Family 3 of 4

Foundation models.

The branch everyone talks about. LLMs, VLMs, diffusion models. Built once at massive scale, adapted to your domain afterwards. The most overused family in 2026.

Thesis

Foundation models are general-purpose pretrained models that exhibit emergent capabilities. Trained only to predict the next token, they learned grammar, world knowledge, reasoning patterns, and code. You don’t train them. You adapt them. On the right problem, irreplaceable.

The mental model

The anchor sentenceAn LLM is a next-token predictor. That is the entire model. Chat is an illusion built on top.

Agents, RAG, reasoning models, MCP. They are all systems built around this one mechanism. Hallucinations are not bugs. They are the cost of how the model works. The model is not retrieving facts. It is generating plausible continuations.

The adaptation triangle

Three ways to make a foundation model useful for your domain:

Method	Solves	Cost shape
Prompting	Communication problem	Cheapest, fastest, weakest
RAG	Knowledge problem (model doesn’t know your data)	Medium; ongoing retrieval cost
Fine-tuning	Behavior problem (model doesn’t act as you need)	High one-time, lower marginal
None of the above	You don’t need an LLM (Family 1, 2, or 4 fits)	Best by far

Most teams reach for fine-tuning when they need RAG. Test prompting first. RAG second. Fine-tune only when both fail.

Agents, in one sentence

The anchor sentenceAn agent is a loop. LLM call → tool call → result → repeat, until it decides it’s done.

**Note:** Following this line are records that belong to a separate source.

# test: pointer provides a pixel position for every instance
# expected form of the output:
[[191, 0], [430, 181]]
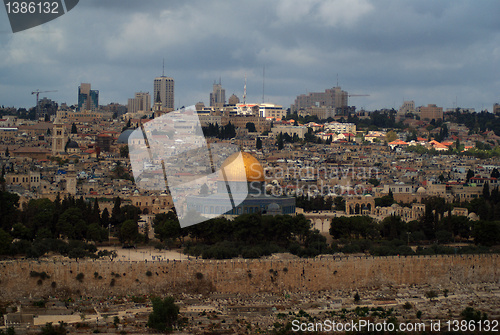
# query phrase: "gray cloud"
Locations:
[[428, 51]]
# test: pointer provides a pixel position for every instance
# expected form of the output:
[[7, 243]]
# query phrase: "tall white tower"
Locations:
[[58, 137], [165, 86]]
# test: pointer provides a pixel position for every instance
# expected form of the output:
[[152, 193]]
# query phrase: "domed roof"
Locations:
[[242, 168], [73, 145], [421, 190], [123, 138]]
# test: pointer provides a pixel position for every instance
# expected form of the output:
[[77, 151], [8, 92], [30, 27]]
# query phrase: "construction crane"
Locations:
[[37, 92]]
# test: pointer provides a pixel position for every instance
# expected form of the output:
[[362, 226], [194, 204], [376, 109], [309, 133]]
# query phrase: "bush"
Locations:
[[164, 315], [80, 277]]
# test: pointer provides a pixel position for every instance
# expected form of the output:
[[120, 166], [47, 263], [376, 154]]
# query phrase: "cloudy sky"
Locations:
[[442, 52]]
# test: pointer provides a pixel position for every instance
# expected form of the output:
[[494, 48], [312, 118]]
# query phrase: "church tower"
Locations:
[[58, 137]]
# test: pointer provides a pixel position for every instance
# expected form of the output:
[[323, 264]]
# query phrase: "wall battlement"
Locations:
[[105, 278]]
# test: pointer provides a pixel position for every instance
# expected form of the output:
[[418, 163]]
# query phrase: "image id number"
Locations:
[[22, 7]]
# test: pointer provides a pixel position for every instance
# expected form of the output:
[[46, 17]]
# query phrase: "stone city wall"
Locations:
[[105, 278]]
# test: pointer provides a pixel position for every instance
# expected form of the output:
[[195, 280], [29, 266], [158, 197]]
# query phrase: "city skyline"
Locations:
[[442, 53]]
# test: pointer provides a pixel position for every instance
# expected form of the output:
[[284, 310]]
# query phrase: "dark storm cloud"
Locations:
[[428, 51]]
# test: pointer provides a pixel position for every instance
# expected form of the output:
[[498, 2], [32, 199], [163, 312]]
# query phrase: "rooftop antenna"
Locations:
[[263, 81], [245, 90]]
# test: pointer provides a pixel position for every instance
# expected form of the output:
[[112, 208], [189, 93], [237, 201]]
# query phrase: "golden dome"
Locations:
[[241, 168]]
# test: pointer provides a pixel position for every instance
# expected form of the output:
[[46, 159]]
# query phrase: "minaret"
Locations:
[[71, 180], [58, 137], [157, 107]]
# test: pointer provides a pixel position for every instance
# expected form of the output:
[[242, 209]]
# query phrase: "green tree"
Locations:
[[164, 315], [124, 151], [168, 229], [49, 329]]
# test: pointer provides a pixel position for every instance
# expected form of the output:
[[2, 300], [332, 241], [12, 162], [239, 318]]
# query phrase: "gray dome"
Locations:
[[123, 138]]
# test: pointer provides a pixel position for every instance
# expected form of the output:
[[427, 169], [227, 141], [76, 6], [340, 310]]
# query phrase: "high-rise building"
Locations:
[[164, 86], [331, 99], [406, 108], [218, 96], [88, 100], [140, 102], [58, 137]]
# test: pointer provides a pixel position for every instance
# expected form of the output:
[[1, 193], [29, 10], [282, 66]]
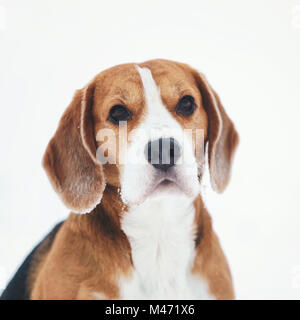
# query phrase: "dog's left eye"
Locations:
[[186, 106], [119, 113]]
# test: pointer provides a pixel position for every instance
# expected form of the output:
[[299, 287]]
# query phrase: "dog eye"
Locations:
[[119, 113], [186, 106]]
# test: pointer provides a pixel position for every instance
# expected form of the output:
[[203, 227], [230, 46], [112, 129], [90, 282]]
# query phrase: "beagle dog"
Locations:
[[143, 231]]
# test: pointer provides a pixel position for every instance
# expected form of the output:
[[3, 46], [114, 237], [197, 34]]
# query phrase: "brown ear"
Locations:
[[222, 136], [70, 160]]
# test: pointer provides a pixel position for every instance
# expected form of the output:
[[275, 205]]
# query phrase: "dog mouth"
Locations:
[[165, 185]]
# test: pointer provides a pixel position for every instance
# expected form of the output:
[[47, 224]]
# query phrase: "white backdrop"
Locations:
[[249, 50]]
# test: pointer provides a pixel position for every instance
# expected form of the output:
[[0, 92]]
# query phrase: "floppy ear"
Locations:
[[222, 136], [70, 160]]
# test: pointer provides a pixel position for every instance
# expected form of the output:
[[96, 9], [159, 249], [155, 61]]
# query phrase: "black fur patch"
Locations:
[[17, 287]]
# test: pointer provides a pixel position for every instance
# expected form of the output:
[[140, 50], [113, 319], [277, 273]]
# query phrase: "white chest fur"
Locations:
[[161, 235]]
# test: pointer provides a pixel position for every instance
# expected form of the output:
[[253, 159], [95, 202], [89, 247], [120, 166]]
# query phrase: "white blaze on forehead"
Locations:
[[138, 177], [158, 117]]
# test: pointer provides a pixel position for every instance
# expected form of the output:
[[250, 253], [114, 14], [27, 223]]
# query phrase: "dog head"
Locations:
[[142, 128]]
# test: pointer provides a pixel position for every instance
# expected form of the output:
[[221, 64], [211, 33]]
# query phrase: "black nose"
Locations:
[[162, 153]]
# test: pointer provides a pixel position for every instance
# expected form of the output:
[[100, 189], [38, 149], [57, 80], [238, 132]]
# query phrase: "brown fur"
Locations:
[[90, 252]]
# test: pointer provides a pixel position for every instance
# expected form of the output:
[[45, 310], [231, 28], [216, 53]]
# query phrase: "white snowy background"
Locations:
[[250, 52]]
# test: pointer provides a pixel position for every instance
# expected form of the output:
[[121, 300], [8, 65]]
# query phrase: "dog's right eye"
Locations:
[[119, 113]]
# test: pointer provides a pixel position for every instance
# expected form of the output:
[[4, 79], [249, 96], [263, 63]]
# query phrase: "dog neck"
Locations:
[[162, 234]]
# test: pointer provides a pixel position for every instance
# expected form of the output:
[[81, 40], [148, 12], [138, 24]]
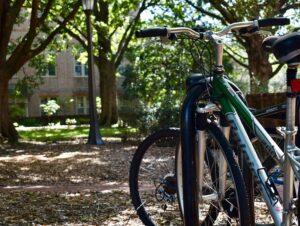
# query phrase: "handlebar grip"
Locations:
[[151, 32], [273, 22]]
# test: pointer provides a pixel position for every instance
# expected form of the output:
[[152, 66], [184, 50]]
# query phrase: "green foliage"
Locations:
[[16, 111], [71, 121], [50, 108], [155, 83]]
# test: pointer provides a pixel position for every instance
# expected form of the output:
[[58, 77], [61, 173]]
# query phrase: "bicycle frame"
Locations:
[[232, 107]]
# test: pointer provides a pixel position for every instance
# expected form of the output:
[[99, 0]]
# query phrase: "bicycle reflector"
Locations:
[[295, 85]]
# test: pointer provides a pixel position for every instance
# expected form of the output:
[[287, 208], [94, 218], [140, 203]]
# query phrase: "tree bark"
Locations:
[[260, 69], [7, 129], [108, 92]]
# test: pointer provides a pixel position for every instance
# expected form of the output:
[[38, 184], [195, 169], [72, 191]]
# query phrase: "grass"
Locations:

Anthropic’s December 2024 Building Effective Agents post lists five workflow patterns that recur in production: chaining, routing, parallelization, orchestrator-workers, and evaluator- optimizer. New framework names appear quarterly. The patterns underneath are stable.

Reasoning models

Reasoning models (o-series, DeepSeek-R1, Claude extended thinking, Gemini Thinking) burn tokens internally to reach better answers. Often an order of magnitude more expensive per call than a non-reasoning equivalent. Use them when a smart human would pause and think for several minutes. Skip them when a smart human would answer instantly.

Diffusion (the image and video sub-family)

Generative for images, video, audio, 3D. Frontier 2025-2026: FLUX 2, SD 3.5, Sora, Veo, Kling. ControlNet and IP-Adapter for conditioning. C2PA / SynthID for provenance. Different math family from LLMs (denoising rather than next-token), but same “train once at scale, adapt afterwards” pattern.

MCP

Model Context Protocol. The USB-C of AI tools: the protocol that lets agents touch your CRM, codebase, and database. Released by Anthropic in November 2024, donated to the Linux Foundation in December 2025. By April 2026: ~97 million monthly SDK downloads, ~9,400 public servers, 78% of enterprise teams using it in production. New attack surface. Your CISO needs the OWASP LLM Top 10 by next quarter.

The decision rule

If your problem has...	Family 3?
Unstructured text or messy free-form input	Yes
Output should be human-readable text	Yes
Need to handle questions you didn’t predict	Yes
Latency budget allows seconds	Yes
Image/video generation	Yes (diffusion)
Tabular structured-prediction problem	No (Family 1)
Real-time / sub-100ms latency	No (Family 2)

When NOT to use it

Tabular prediction. Family 1 wins on every dimension.
Real-time inference. Even the fastest LLM call is 200ms+.
Strictly auditable individual decisions. EU AI Act high-risk obligations and GDPR Article 22 push regulated systems toward explainable models; mech-interp on LLMs is still a research project.
High-volume, low-margin tasks. €0.001 per call × 10M calls per day = €3.65M/year for what could have been a Family 1 model.

Named exemplars

Consumer chat. ChatGPT, Claude, Gemini.
Code copilots. GitHub Copilot, Cursor.
Deep research products. Perplexity, Anthropic Research, OpenAI Deep Research.
Image generation. Midjourney, FLUX, Stable Diffusion 3.5.
Voice agents. Vapi, Retell. Family 2 + Family 3 pipeline.

The common trapFamily 3 is the most expensive family per inference. It is also the most marketed. Audit any “let’s use AI” project for whether the input is actually unstructured text. If it’s tabular, you’re burning money on the wrong family.